So just had a 2 hour phone call with W. She mostly vented a bunch about all the stuff I’ve written about before. Nothing changed there, just listened and validated her feelings.
She did talk about herself and some changes she has made regarding eliminating negative people, doing things she wants and taking care of herself first. All stuff you’d read in most any self help book out there. She talked about our communication issues and a desire to improve how we talk to each other. A lot of what she said are things I’ve been working on for myself too. She claims she is fully healed and ready to move forward in life. I’m skeptical to say the least. I’ve seen very little action from her outside of playing the victim and just generally being rude towards me. All in all a productive conversation, she did agree I can ask for more 3 day weekends to spend with the kids and that I can have Labor Day weekend with them too. She expressed desires to restore her relationship with my sister too, how much she misses her but doesn’t think it can happen. I just validated and left the door open; I’ll talk with my sister and see if she is amenable to that. I did tell W that we need to make a lot more progress in trusting each other before I can endorse her having any relations with my family.

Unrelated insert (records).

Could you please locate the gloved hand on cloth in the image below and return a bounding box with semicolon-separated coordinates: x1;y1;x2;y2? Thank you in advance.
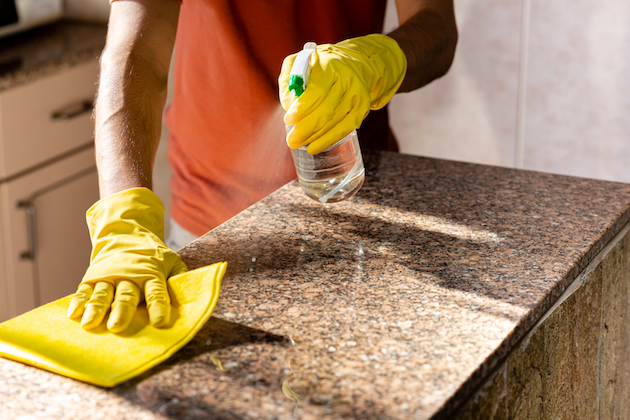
278;34;407;155
68;188;188;333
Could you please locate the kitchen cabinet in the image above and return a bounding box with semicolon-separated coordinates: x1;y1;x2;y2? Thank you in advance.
0;60;98;321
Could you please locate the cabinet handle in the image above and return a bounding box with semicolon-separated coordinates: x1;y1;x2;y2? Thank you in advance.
18;201;37;260
50;101;94;121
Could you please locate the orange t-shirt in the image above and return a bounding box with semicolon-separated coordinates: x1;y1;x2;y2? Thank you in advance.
146;0;396;235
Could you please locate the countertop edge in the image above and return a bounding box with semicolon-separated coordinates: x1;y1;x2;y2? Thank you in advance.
431;203;630;420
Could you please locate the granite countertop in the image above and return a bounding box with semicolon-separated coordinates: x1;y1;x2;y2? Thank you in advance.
0;152;630;419
0;20;107;92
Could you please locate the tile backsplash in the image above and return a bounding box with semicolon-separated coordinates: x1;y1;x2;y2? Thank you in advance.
385;0;630;182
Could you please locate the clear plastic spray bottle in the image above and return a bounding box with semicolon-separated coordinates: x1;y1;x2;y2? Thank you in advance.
287;42;365;203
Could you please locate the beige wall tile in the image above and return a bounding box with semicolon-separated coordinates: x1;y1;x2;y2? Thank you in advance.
385;0;521;166
524;0;630;182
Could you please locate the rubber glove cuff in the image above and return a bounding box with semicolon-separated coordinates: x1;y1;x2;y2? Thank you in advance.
278;34;407;154
81;188;187;290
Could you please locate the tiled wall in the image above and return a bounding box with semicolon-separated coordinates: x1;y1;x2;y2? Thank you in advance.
385;0;630;182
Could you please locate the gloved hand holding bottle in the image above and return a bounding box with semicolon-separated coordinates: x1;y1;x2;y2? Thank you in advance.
68;187;188;333
278;34;407;154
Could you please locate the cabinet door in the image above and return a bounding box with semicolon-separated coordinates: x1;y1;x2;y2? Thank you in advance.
0;60;98;179
0;148;98;317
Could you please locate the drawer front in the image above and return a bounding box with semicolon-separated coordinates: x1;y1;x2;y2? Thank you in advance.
0;60;98;179
0;148;98;317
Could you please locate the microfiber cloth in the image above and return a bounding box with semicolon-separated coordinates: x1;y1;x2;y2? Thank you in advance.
0;262;227;387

The initial point of the conversation was to discuss getting my things from the house, initially we were going to do it together, now she wants to not be there but have her dad there to supervise me going through stuff. I told her I’d have to think about it. On one hand it’s an opportunity to get it done(there is nothing there is really ‘need’ right now), on the other hand she is trying to remove her responsibility in getting it done and I feel like I should hold her feet to the fire.

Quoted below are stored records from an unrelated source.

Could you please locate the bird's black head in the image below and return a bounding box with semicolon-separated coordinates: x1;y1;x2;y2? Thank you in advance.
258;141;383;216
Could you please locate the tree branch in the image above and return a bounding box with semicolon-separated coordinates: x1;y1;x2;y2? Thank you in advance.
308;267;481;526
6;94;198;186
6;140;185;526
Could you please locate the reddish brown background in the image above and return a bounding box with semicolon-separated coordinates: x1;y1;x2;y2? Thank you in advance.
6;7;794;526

Additionally, she told me she would like to start having a weekly dinner as a family. I would really like that as well. I told her as such. No need to hold my hand close to the vest on that one. I’ve wanted that for a long time.
This is the big ticket item though...she asked me what my goal going forward is in regard to her and I. Where I see it going. I told her I need time to think about it and will resume the topic at a later time. She was ok with that. Her words say she wants a divorce still. Her actions say she is unsure what she wants. My ultimate goal would be to R with her and restore our family under a new and improved marriage. That will likely overwhelm her though so I’m not sure what to say. I did tell her a short term goal is continued communication improvement. Might be a bit vague but she agreed to work on receiving things better and I agreed to the same. Small manageable chunks is what I can do. I want her to know my goal is to iron things out and work on a new romantic relationship with her. She even laughed at a joke today and said she missed my humor...I told her I missed her laughing too...it was nice. Small steps.
Tomorrow she might be back to cold calculating WW but for today she was a bit better. The conversation ended well and I got off the phone before it could go off the rails.
Do I tell her my goal for the relationship? She likely already knows I’d prefer to get back together. Don’t want to state something she already knows but don’t want to be unclear on my intentions either. I think I’m gonna go visit my work bud and see what he thinks. He’s never met my W. He’s been through this divorce process twice and has some good perspective to keep me from doing dumb things.
Lastly I appreciate all of your thoughts and advice. Thank you!
Me40; W38; S12; D9 BD11/19/2018 D filed 12/20/18 D Final 7/2020 Being the best example I know how for my kids to see.